Blighty said:Some years ago, I thought I'd try my hand at colour printing. As it happens, I never got round to doing so. But something has always puzzled me. When it comes to printing, why must the filtration be adjusted for each individual negative. Surely, the filtration would be the same for different subjects taken in broadly the same type of light. Obviously one would have to filter out major colour casts from let's say a tungsten light source. But otherwise, once a suitable filtration had been found for the neg/paper/light source/chemistry combination, would this not apply to the remaining negs on the film.
Regards (at the risk of sounding really thick), BLIGHTY.
Blighty said:... can one apply a single filtration to a whole film or is altering the filtration an absolute necessity and not just an aesthetic exercise (a bit of tweaking at the edges, if you like!).
Nick Zentena said:Now I've got a colorstar 3000 and I let it do all the thinking. Often the settings it chooses are around what my perfect print would be. Rarely varying by very much. The prints I make with the analyzer are better IMHO. The little box adjusts exposure so I can crop to whatever size I want.

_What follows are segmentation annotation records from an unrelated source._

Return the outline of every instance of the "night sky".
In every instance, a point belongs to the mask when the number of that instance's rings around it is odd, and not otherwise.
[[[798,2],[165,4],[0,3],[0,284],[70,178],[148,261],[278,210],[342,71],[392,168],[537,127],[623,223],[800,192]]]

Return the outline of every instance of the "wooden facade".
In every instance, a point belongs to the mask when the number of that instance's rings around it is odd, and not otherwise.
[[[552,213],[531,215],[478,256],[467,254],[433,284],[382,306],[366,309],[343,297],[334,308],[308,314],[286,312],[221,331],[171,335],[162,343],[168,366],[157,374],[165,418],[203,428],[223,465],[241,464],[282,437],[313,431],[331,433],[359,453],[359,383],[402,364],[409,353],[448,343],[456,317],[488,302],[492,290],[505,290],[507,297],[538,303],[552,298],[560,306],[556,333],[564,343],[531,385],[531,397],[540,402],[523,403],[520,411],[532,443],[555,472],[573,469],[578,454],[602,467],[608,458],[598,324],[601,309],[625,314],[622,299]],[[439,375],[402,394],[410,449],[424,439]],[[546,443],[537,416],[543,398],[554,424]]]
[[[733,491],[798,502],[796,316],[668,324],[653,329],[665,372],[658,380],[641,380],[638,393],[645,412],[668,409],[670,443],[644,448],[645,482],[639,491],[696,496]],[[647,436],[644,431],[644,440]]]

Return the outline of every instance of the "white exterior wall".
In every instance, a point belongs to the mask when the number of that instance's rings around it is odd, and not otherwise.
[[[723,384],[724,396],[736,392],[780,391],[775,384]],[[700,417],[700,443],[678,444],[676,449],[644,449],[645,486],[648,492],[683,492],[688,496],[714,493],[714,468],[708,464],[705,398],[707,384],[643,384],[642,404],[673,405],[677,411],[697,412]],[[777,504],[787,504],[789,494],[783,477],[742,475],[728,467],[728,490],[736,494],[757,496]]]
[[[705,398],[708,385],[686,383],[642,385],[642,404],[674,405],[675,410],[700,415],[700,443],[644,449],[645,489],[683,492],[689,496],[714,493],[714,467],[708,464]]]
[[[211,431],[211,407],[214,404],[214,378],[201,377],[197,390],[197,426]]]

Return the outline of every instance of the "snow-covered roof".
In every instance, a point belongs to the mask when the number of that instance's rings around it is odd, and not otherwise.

OTOH it can be fooled at times but I blame that on me.
Hmmm. I'm not sure that would work. Could you create a channel for - in the case of "negative white" - infinite density in magenta, yellow or cyan .. and infinite density overall? Conversely, in "positive white" there would be NO density in all... ?Nick Zentena said:Yup thinking is good-). I still need to program a channel for white. I'm wondering if I can just change the density by two stops on my base settings? Right now it's keeping me sane with trying lith printing. With 6+ minute developer times test strips would drive me crazy.